Member of the Amadora City Council
- Incumbent
- Assumed office 20 October 2021
- Mayor: Carla Tavares Vítor Ferreira

Personal details
- Born: Suzana Maria de Freitas Santos Garcia August 1980 (age 45) Maputo, Mozambique
- Citizenship: Portugal; Mozambique;
- Party: Social Democratic Party
- Children: 2
- Education: Colégio São José do Ramalhão
- Alma mater: Catholic University of Portugal
- Occupation: Lawyer • Crime commentator • Politician

= Suzana Garcia =

Portuguese lawyer and politician (born 1981)

Suzana Maria de Freitas Santos Garcia (born August 1980) is a Mozambican-born Portuguese criminal lawyer, crime commentator and politician, known for her appearances on television programs and for her political activity, as a member of the Amadora City Council since 2021.

== Early life and education ==
Suzana Garcia was born in Maputo, Mozambique, in August 1980. She is the daughter of a Portuguese father, who worked as a geologist, and a mixed-race Mozambican mother, daughter of a white father and a black mother. At the age of 6, she started studying at a Catholic school in South Africa during the Apartheid regime, for 5 years, an experience that had profound impact on her. She moved to Portugal at the age of 11. In Portugal, she continued her studies at Colégio São José do Ramalhão, in Sintra, and later graduated in Law at the Catholic University of Portugal.

== Television career ==
Garcia gained prominence in 2016, when she became a commentator on TVI's "SOS 24" program. Later, she regularly participated on the talk show "Você na TV!", hosted by Manuel Luís Goucha and Cristina Ferreira (2016–2018), where her blunt opinions generated controversy and media attention. In September 2020, she announced her departure from TVI, alleging the existence of a "climate of fear" at the station.

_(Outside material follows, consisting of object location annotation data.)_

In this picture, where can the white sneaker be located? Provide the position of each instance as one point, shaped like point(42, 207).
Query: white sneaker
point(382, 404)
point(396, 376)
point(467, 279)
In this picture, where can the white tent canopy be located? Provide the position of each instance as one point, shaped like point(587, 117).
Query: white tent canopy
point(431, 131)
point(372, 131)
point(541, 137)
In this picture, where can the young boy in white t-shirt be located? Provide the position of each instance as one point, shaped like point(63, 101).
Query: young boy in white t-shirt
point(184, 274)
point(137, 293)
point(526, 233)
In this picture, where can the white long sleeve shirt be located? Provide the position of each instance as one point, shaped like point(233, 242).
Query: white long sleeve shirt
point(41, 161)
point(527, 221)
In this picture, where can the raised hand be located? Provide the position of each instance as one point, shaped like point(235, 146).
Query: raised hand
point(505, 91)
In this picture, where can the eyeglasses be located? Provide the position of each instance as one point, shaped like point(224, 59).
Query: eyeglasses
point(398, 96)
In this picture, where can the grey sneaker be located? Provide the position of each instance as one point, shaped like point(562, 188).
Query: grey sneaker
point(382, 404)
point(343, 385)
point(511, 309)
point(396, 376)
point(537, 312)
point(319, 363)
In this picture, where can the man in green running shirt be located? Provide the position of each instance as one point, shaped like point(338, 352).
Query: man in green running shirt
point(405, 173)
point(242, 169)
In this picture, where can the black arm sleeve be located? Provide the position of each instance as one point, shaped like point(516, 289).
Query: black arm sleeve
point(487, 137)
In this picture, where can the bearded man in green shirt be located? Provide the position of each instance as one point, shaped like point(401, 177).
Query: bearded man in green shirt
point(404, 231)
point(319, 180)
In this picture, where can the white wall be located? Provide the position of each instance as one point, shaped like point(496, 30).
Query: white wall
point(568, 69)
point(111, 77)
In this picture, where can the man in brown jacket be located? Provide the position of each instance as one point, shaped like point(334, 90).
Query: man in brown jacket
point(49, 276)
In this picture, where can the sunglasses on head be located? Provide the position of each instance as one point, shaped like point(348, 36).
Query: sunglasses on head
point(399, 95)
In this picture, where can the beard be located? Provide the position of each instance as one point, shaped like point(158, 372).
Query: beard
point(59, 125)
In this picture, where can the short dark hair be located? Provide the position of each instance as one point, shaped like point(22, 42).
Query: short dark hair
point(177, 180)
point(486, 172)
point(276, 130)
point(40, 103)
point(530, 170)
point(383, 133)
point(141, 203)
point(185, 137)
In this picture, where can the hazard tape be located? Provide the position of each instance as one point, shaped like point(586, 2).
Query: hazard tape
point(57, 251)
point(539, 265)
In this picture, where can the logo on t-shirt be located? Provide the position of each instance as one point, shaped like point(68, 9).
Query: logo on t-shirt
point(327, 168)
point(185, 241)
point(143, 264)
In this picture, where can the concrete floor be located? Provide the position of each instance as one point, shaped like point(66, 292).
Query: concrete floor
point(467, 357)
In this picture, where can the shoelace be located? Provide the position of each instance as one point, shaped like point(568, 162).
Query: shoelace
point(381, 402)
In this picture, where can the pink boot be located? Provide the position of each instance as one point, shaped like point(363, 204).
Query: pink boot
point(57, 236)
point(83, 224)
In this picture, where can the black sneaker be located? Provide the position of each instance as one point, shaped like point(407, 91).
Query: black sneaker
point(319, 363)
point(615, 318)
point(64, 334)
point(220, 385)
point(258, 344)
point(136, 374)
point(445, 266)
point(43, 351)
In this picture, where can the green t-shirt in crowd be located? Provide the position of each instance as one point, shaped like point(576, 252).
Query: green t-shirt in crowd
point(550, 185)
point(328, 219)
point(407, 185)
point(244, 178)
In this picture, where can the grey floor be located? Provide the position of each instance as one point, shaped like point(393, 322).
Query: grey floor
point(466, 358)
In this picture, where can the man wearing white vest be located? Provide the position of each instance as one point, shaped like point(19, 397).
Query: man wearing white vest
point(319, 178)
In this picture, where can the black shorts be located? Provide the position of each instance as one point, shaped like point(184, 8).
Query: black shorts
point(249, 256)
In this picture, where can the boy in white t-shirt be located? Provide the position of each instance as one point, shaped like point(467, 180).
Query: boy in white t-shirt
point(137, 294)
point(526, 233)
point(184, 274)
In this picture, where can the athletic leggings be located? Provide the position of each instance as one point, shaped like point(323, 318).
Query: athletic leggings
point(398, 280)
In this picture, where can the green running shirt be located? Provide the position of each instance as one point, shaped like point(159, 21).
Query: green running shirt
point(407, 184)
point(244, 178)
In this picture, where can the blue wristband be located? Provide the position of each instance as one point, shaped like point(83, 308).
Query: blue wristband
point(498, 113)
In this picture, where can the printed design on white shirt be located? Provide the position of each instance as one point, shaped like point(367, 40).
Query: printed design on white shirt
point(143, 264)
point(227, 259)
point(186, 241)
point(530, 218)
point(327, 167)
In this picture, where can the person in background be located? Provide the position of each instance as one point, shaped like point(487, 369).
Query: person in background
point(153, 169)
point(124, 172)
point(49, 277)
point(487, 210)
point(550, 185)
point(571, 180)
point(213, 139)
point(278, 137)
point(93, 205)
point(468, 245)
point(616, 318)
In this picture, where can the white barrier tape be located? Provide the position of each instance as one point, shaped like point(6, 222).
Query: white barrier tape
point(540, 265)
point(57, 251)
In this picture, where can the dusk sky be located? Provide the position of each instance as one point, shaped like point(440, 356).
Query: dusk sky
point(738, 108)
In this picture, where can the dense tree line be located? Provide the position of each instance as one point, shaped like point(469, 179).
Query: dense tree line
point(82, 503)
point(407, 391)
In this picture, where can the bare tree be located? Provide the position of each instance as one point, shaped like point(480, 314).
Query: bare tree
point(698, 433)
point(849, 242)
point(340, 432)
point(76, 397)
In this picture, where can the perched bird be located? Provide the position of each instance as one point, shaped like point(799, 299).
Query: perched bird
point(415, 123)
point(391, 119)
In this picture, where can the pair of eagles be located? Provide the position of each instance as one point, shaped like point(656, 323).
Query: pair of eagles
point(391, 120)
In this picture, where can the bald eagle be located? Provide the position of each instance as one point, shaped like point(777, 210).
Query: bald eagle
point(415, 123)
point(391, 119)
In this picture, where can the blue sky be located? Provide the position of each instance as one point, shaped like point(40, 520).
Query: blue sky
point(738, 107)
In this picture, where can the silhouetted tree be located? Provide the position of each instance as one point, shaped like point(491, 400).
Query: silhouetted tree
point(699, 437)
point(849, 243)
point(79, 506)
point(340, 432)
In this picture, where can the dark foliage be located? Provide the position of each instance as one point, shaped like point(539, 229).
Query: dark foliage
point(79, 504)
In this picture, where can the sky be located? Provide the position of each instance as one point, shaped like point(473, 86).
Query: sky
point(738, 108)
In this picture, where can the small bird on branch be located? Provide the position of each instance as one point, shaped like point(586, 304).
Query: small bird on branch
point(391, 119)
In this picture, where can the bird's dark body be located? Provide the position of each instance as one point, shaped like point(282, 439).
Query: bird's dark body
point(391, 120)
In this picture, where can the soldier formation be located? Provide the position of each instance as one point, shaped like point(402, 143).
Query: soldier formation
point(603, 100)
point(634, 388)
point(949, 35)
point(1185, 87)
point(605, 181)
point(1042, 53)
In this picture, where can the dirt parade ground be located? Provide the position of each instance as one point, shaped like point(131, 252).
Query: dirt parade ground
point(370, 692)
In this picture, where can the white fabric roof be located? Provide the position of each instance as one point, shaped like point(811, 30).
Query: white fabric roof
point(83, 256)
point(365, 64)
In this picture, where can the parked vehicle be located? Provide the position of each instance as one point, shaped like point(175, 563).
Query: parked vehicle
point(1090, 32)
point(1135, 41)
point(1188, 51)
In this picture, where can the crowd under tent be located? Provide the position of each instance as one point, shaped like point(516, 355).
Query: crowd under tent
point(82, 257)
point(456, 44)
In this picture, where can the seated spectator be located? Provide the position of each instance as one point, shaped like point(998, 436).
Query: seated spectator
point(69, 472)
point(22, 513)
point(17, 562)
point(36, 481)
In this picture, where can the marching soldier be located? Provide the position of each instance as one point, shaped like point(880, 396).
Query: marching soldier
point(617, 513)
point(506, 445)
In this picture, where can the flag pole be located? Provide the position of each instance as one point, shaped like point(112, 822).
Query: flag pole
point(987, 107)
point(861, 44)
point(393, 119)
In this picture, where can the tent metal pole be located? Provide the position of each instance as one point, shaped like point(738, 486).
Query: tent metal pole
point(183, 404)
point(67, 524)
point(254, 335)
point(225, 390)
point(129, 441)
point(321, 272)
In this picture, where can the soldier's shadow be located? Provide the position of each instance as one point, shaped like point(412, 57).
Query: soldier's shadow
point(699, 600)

In November 2023, she returned to TVI as a commentator, on the talk show "Dois à 10", hosted by Cristina Ferreira and Cláudio Ramos.

== Political career ==
In 2021, Suzana Garcia became involved in politics, being chosen by the Social Democratic Party as the candidate for the mayorship of Amadora in the local elections of that year. She led a coalition between the Social Democratic Party, CDS – People's Party, Alliance, the Earth Party and the Democratic Republican Party, as an independent politician. Her candidacy generated debate and praise due to her controversial opinions on various topics. In the election, her candidacy came in second place, receiving 24.6% of the votes and electing three councilors (including Garcia), but far behind the Socialist Party, led by Carla Tavares — Mayor of Amadora from 2013 to 2024 and eventual MEP —, which won 43.9% of the votes and an absolute majority of seven councillors in the 11-seat-council. Along with the other councilors, Garcia took the oath of office on 20 October 2021.

In September 2023, Garcia again announced her candidacy for the mayorship of Amadora, in the 2025 local elections. Leading a coalition comprising the Democratic Alliance parties (Social Democratic Party and CDS – People's Party), the Earth Party and RIR, the bid came again in second place in the election, but by a far shorter margin than in 2021: Garcia's coalition received 30.0% of the votes and elected four councilors (including Garcia), against the same number of councilors elected by the Socialist Party, which received 33.0% of the votes. Although the Socialist Mayor of Amadora Vítor Ferreira (in office since July 2024) was re-elected for a new term, the Socialist Party lost the absolute majority in the 11-seat-council, with Chega electing, for the first time, two councilors (including MP Rui Paulo Sousa, with the party receiving 17.6% of the votes) and PCP-PEV keeping their single councilor (with 7.0% of the votes).

Garcia considers Margaret Thatcher, Benazir Bhutto and Golda Meir as her main role models, as well as Rui Rio and Francisco Sá Carneiro. She has expressed interest in Singapore's urban and economic development model, as well as in the American melting pot model of cultural integration. Additionally, she has also praised Isaltino Morais and Alberto João Jardim as examples that she would like to follow if elected as Mayor of Amadora, citing the improvements in living standards, infrastructure and education in their respective territories during their tenures.

== Personal life ==
In July 2023, Suzana Garcia became mother of twins, after four miscarriages, at the age of 42.